# Toys for pygmy goats



## Deane marine (Jul 9, 2011)

Hi I have 2 Pygmy goats and I need idea on toys please all I have is some big logs at mo


----------



## liz (Oct 5, 2007)

I have a big dirt pile as well as a tractor trailer tire buried upright, half in the ground...they jump on it as well as go through the center of it to scratch themselves....childrens playschool type outdoor toys work great too.


----------



## naturalgoats (Jan 3, 2011)

make a toy out of string threaded through little blocks of wood alternated with carrots. apply molasses and hang in such a way that it is higher than their heads and swings around....


----------



## Randi (Apr 22, 2011)

We got a Tykes sliding board from Free Cycle, some old tires, Bean Bag Chairs and a papasan chair that used to belong to the cat.


----------



## Jessaba (May 13, 2010)

we just built a small bridge and ramp for them to go up and down...anything for them to jump on they love!


----------



## Frosty1 (Jul 12, 2011)

You know those spools that Lowe's puts wire on? The huge ones? Take one of those and set it upright and put a piece of plywood on top of it.

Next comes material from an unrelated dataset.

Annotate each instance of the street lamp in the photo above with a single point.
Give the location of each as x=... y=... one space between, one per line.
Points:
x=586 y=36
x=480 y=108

They love climbing on it.


----------



## Deane marine (Jul 9, 2011)

I got a big wooden spool for wire for them a a old sea boy they should like them :thumb:


----------



## myanjelicgirlz (Jul 19, 2011)

I used to have a lawn chair out for them, one of them loves to jump on it and will knock it down every onece in a while,lol, so make sure it's stable


----------